14. If we read the passage in the Bible on the city and tower of Babel in the new light offered by the Gospel and if we compare it with the other passage on the fall of our first parents, we can draw from it valuable elements for an understanding of the mystery of sin. This expression, which echoes what St. Paul writes concerning the mystery of evil,(Cf 2 Thessalonians 2:7) helps us to grasp the obscure and intangible element hidden in sin.
That reflection in 2 Thessalonians 2 is worth drawing out:
For the mystery of lawlessness is already at work. But the one who restrains is to do so only for the present, until he is removed from the scene. And then the lawless one will be revealed, whom the Lord [Jesus] will kill with the breath of his mouth and render powerless by the manifestation of his coming, the one whose coming springs from the power of Satan in every mighty deed and in signs and wonders that lie, and in every wicked deceit for those who are perishing because they have not accepted the love of truth so that they may be saved.
Sin is indeed a mystery in our seeing. It would seem that rational beings could temper an expression of personal freedom, a quality which God seems to be generous in offering us. And yet evil persists, sometimes overtaking virtue in the world, and seemingly overturning even the works and creation of God.
The role of Jesus to destroy evil and death is drawn out here. It’s not just a matter of looking to and waiting for the Second Coming. It might seem a passive acquiescence to wrongs perpetrated on other people is seriously wrong, and a work of evil in itself.
Still, the mystery persists, seemingly to something beyond the mortal realm.

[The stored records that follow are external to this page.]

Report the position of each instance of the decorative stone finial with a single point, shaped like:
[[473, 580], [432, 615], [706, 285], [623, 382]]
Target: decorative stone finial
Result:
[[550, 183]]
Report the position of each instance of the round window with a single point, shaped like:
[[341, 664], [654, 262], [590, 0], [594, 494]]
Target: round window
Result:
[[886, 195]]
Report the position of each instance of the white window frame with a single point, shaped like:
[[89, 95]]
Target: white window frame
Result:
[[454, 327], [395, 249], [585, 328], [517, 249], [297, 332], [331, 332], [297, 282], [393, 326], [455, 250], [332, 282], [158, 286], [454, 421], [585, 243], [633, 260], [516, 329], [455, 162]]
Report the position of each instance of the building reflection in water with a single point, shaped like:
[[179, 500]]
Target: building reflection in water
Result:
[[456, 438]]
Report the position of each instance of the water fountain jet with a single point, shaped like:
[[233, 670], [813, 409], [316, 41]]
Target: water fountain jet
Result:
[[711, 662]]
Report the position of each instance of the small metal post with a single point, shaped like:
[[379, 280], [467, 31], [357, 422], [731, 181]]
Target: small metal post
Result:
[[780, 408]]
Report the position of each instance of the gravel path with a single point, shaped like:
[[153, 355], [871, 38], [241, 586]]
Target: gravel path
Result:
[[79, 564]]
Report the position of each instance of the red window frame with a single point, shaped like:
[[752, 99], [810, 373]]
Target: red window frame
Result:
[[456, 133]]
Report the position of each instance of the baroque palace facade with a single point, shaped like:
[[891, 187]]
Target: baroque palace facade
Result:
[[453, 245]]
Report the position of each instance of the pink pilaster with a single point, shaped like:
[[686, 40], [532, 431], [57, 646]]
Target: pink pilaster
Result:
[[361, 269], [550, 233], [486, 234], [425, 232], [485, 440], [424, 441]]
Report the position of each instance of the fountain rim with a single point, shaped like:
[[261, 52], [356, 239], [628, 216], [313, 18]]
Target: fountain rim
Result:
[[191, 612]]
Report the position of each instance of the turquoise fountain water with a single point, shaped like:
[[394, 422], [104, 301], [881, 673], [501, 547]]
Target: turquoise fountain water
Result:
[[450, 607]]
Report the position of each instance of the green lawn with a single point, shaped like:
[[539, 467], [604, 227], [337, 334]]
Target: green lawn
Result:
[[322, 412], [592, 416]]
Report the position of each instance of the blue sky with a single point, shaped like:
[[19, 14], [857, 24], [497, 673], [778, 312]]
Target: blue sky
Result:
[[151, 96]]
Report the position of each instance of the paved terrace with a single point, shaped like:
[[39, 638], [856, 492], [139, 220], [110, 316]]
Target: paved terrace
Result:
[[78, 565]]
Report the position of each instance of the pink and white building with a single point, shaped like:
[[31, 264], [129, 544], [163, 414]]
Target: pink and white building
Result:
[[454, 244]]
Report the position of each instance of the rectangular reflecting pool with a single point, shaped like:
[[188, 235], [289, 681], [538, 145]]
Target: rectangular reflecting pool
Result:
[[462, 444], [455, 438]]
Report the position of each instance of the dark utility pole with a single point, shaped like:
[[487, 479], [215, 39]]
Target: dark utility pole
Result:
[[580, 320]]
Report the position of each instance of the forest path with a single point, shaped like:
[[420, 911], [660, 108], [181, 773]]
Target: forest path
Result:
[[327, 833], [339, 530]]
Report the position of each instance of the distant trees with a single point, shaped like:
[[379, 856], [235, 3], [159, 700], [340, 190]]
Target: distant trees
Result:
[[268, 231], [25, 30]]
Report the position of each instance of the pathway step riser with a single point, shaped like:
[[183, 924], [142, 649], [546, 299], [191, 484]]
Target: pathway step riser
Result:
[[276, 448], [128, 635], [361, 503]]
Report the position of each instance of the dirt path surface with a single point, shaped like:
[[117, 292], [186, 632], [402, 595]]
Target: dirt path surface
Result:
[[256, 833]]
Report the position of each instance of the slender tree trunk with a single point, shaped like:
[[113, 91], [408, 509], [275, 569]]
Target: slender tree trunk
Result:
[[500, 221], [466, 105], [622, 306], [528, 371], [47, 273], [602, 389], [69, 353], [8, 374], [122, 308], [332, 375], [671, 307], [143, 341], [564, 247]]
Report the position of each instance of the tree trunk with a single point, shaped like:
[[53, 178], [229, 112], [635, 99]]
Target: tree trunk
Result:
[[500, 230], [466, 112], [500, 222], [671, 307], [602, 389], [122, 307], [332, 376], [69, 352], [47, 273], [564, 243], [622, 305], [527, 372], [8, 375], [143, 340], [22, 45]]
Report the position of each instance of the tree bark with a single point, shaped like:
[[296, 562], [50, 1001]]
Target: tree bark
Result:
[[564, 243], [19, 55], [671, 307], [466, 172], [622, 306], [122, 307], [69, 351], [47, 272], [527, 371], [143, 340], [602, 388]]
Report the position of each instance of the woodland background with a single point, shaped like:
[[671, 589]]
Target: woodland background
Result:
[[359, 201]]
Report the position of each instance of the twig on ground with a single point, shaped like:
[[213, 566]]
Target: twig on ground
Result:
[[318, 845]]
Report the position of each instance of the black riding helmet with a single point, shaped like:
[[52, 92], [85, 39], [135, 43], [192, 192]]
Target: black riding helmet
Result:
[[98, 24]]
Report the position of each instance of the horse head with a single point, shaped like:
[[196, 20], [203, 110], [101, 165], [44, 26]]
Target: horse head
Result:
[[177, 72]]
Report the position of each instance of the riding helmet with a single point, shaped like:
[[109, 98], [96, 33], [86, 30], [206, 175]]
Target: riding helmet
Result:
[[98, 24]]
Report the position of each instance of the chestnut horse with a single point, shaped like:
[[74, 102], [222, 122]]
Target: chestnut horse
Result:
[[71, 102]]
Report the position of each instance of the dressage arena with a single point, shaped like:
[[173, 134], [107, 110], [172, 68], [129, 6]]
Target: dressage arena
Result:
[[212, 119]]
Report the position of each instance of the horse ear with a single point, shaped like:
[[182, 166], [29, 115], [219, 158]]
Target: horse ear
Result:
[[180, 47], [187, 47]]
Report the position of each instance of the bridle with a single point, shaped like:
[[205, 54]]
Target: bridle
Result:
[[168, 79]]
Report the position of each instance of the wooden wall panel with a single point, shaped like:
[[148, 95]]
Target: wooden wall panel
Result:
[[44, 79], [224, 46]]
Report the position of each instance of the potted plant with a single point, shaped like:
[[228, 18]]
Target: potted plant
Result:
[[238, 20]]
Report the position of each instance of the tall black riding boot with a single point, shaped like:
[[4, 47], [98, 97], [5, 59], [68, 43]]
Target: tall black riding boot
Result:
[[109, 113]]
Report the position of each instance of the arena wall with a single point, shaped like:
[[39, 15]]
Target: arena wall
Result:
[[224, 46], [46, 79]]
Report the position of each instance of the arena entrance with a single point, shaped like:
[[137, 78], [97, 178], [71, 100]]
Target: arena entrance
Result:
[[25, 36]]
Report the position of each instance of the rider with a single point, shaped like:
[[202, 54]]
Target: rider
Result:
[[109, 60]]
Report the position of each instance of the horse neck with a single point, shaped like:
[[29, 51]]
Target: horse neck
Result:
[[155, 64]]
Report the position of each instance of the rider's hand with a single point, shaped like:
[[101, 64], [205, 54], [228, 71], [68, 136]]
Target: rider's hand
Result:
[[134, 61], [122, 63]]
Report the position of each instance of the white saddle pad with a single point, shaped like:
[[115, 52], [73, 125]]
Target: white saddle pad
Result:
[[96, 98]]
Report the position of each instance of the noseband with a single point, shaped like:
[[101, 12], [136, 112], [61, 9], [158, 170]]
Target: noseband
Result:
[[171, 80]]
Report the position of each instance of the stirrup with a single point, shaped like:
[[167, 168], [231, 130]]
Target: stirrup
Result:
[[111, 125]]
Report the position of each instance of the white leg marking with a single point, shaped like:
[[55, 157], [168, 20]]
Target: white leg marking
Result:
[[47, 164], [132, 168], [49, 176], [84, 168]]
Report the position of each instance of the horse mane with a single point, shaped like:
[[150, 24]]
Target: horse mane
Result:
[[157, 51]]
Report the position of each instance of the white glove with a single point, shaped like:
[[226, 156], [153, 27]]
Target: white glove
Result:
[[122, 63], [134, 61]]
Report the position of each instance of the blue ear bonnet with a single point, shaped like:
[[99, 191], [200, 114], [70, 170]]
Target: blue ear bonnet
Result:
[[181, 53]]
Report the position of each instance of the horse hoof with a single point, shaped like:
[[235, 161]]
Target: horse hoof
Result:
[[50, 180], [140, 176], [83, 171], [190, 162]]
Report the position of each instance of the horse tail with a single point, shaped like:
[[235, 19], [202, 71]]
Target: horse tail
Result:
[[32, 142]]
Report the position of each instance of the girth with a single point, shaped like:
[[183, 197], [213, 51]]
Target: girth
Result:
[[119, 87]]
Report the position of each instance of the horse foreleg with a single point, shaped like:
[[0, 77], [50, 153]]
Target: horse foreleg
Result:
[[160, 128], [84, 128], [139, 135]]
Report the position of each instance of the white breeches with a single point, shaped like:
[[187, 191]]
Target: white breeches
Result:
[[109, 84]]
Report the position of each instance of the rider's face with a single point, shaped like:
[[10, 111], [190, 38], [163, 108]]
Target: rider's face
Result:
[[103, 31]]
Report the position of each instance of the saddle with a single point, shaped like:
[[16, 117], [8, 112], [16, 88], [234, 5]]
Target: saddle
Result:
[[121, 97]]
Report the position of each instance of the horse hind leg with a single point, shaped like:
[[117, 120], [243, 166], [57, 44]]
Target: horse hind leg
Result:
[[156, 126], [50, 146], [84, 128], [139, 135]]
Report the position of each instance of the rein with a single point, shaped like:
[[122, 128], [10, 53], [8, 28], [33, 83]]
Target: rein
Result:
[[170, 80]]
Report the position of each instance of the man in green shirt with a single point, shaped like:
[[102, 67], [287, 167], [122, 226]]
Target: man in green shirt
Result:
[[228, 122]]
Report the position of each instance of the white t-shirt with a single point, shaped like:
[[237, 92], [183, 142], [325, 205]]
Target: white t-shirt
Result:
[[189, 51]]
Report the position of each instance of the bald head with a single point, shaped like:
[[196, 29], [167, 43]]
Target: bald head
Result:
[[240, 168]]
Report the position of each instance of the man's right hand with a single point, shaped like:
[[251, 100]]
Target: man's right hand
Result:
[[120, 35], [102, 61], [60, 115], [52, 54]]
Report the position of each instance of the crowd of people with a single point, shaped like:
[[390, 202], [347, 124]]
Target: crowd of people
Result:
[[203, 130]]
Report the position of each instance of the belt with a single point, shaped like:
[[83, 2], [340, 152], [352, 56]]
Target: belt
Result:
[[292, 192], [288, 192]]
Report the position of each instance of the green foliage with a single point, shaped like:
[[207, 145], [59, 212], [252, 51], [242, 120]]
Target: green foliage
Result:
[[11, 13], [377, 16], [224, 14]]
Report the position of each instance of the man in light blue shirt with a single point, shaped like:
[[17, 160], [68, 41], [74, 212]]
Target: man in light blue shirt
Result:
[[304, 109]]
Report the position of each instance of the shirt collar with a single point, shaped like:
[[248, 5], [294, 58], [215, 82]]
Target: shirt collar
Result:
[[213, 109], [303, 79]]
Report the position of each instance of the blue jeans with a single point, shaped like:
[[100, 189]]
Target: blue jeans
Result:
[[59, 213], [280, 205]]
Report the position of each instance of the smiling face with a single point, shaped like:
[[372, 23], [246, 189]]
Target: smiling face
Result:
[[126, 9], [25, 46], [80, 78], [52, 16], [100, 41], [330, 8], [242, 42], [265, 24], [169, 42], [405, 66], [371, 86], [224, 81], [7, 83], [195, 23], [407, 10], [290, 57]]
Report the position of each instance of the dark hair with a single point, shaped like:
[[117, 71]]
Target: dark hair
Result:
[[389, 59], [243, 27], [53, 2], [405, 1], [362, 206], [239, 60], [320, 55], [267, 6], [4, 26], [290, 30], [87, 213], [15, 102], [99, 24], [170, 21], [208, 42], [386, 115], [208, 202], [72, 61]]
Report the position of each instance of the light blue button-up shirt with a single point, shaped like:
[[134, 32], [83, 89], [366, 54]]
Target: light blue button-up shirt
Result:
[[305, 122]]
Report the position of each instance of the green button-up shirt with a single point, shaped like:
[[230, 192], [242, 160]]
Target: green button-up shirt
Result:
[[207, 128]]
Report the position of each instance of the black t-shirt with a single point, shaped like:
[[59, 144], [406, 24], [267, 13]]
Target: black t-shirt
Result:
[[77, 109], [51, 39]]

Clearly sin is a product of (human) freedom. But deep within its human reality there are factors at work which place it beyond the merely human, in the border area where (human) conscience, will and sensitivity are in contact with the dark forces which, according to St. Paul, are active in the world almost to the point of ruling it.(Cf Romans 7:7-25; Ephesians 2:2; 6:12)
Sometimes when this point is emphasized too much, it seems like passing the blame from human fault. Mystery yes, but loss of personal sense of sin: let’s not go there just yet.